Dr Andy Galpin, PhD, is Professor of Kinesiology at California State University, Fullerton. He is also co-director of the Center for Sport Performance and founder/director of the Biochemistry and Molecular Exercise Physiology Laboratory. He has worked with elite athletes across the UFC, MLB, NBA, PGA, NFL, boxing, Olympics, and military and special forces. He is also a co-founder in Absolute Rest, BioMolecular Athlete, and RAPID Health & Performance. Follow him on X, Instagram and YouTube.

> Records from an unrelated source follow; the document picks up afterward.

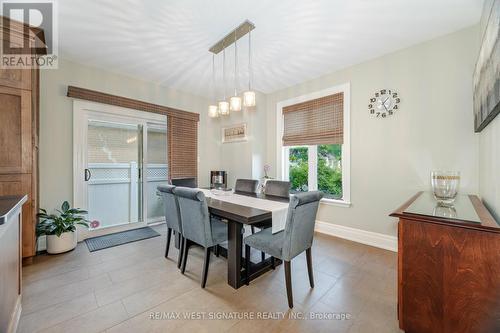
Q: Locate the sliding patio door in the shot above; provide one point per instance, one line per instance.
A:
(120, 159)
(113, 173)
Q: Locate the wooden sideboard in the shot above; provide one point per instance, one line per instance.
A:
(19, 137)
(448, 266)
(10, 261)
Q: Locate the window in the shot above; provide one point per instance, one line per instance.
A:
(317, 167)
(313, 147)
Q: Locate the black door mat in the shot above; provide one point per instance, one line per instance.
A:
(119, 238)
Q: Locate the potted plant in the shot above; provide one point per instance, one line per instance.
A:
(60, 228)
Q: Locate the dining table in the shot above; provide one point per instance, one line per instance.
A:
(237, 216)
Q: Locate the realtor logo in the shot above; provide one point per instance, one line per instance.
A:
(29, 34)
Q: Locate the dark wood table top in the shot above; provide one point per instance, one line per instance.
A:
(240, 213)
(486, 221)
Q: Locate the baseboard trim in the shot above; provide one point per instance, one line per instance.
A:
(382, 241)
(16, 315)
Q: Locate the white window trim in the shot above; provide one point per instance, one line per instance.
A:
(282, 172)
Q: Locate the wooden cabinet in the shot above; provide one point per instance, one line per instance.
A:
(19, 145)
(448, 268)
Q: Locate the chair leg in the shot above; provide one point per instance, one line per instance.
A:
(169, 235)
(205, 267)
(185, 249)
(179, 258)
(247, 264)
(309, 267)
(288, 280)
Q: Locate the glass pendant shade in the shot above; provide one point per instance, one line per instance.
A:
(223, 108)
(235, 103)
(249, 98)
(213, 111)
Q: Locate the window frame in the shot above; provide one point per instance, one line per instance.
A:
(282, 152)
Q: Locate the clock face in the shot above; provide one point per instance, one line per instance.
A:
(384, 103)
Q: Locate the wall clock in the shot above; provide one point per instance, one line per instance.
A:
(384, 104)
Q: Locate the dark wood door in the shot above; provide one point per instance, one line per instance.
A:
(16, 131)
(21, 184)
(16, 154)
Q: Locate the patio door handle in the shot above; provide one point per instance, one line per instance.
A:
(88, 174)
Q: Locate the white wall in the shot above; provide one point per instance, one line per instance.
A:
(489, 167)
(489, 149)
(391, 158)
(56, 118)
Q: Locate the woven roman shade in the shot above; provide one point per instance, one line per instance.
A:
(314, 122)
(182, 148)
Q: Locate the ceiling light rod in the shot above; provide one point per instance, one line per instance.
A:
(232, 37)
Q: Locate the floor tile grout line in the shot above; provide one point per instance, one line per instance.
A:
(73, 317)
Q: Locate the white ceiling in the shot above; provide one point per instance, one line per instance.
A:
(295, 40)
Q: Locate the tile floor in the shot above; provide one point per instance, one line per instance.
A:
(133, 288)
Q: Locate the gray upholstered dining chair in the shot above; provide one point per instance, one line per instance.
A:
(184, 182)
(296, 238)
(246, 185)
(172, 217)
(277, 188)
(198, 227)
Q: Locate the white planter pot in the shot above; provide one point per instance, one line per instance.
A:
(66, 242)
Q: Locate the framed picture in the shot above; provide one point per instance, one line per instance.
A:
(234, 133)
(487, 72)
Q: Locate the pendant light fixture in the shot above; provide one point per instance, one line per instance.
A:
(224, 105)
(235, 101)
(213, 110)
(249, 95)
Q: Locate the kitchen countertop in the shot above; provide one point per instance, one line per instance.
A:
(9, 204)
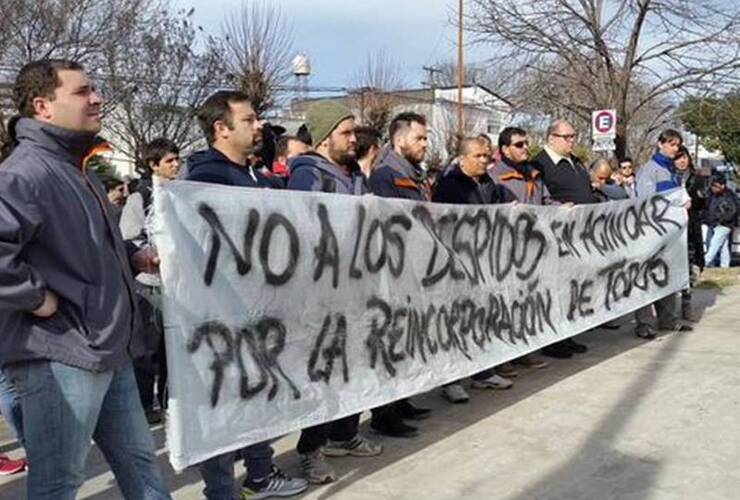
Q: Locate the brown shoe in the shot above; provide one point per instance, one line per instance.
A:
(506, 370)
(529, 361)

Visit andygalpin.com.

Part 1: Personalised health needs an holistic approach to physiology

As the fields of medicine, technology, health and wellness rapidly collide, the optimists envision a bright future of completely personalised lifestyle interventions so you can perform at your fullest potential.

Because once you know the exercise protocol to which your body responds best you can build muscle and burn fat faster. That’s personalised exercise.

Or if there’s a certain nutritional strategy your body prefers, you can follow that to instantly start eating for better health and happiness. That’s personalised nutrition.

And, more significantly, if you know how your body responds – positively, negatively or neutrally – to certain drugs, your doctor can prescribe with complete clarity the pharmaceutical interventions that will make you better. That’s personalised medicine.

While Dr Andy Galpin, Professor of Kinesiology at California State University, Fullerton, is hugely optimistic about the potential of personalised lifestyle interventions, he believes first we must stop treating the human body as a series of separate systems, only ever working in isolation, and reclassify them as a deeply connected framework of highly interdependent cogs, where even a small turn on one can dramatically effect all others.